- Interactive map of Au Vent
- Country: France
- Overseas collectivity: Saint Barthélemy

= Au Vent Parish =

Au Vent (/fr/, "Windward") is a parish of Saint Barthélemy, a French overseas collectivity in the Lesser Antilles of the Caribbean. It is located on the eastern side of the island. It had a population of 4,361 inhabitants in 2022. The economy is dependent on agriculture and livestock rearing.

==History==
Saint Barthélemy was first settled by Europeans in the 17th century, beginning with the French in 1648, before being sold to Swedish Empire in 1784. It was returned to France in the late 19th century. It was part of Guadeloupe before it was devolved into a separate overseas collectivity of France in February 2007.

==Geography==
Au Vent is one of the three parishes of Saint Barthélemy, a French overseas collectivity in the Lesser Antilles of the Caribbean.
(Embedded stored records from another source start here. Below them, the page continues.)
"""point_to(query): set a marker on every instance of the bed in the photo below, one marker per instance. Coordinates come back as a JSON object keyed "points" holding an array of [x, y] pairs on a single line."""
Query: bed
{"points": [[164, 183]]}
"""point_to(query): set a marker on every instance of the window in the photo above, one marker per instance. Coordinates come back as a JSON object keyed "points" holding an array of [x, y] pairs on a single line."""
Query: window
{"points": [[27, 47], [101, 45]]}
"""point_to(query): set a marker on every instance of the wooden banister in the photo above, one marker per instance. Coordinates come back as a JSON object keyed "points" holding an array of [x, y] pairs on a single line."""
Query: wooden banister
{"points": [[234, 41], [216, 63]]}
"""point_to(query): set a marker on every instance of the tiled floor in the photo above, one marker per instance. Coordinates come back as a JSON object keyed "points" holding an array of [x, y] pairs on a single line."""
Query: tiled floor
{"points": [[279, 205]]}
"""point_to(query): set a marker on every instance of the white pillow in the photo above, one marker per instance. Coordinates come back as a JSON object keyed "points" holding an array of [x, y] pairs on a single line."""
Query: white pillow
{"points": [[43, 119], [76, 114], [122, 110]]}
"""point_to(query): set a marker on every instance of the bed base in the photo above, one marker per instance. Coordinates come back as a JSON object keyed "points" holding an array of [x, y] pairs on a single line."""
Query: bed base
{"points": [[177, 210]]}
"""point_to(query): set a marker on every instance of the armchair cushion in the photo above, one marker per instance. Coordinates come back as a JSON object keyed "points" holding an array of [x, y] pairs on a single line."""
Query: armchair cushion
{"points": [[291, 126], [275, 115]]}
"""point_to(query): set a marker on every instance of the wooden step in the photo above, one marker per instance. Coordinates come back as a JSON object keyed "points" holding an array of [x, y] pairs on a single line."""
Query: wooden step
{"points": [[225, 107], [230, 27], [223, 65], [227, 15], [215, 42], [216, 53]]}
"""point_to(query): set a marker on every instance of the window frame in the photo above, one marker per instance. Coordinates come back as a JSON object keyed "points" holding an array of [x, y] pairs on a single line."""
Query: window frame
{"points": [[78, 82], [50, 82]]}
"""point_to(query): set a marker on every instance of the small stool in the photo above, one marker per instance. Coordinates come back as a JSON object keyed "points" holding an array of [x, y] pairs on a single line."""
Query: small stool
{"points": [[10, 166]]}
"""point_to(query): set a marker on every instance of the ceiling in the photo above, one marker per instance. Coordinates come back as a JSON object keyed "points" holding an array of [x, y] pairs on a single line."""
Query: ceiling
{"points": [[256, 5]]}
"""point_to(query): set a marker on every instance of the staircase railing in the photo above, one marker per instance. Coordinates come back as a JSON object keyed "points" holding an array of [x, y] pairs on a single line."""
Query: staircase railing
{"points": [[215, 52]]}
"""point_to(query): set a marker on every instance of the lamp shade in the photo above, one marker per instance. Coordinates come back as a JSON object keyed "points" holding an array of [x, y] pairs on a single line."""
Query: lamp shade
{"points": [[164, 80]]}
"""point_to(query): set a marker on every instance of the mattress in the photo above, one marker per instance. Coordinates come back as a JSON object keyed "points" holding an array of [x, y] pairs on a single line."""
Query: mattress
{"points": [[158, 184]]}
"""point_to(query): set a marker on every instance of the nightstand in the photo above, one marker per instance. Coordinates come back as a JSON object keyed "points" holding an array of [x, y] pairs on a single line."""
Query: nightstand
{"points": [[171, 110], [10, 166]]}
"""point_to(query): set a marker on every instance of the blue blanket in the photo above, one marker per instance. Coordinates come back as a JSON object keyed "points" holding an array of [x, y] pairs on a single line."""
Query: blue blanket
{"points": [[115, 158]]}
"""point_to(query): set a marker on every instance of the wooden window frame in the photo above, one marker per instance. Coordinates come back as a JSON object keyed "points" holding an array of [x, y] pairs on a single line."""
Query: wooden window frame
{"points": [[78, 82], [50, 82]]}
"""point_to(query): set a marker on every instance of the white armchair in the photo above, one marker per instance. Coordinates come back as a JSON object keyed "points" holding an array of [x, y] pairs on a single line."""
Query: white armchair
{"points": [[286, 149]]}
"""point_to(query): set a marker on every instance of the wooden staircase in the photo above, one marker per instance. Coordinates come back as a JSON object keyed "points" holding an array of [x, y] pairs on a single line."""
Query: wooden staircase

It occupies an area of 11.2 km2. The name "Au Vent" means windward in French, with the geographic distinction based on exposure to the prevailing winds and is located on the eastern part of the island.

== Demographics ==
As per 2022 census, Au Vent parish had a population of 4,361 inhabitants. It increased from a population of 3,721 in 2014.

== Culture and economy ==
The population of Au Vent differed physiologically from the people of Sous le Vent from the other side of the island. Studies indicated that the people from Au Vent were on average shorter and had varying blood group composition. The culture and practices of the parishes also varied significantly. The difference developed due to the historical development of the parishes itself. The island's economy was dependent on cotton and experienced a boom in the 18th century. In the 19th century, due to several natural disasters, immigration stopped and there were severe losses. Au Vent had a flatter terrain, and people started engaging in agriculture and livestock rearing, and owned individual lands, while the people of Sous le Vent had to adopt to community fishing.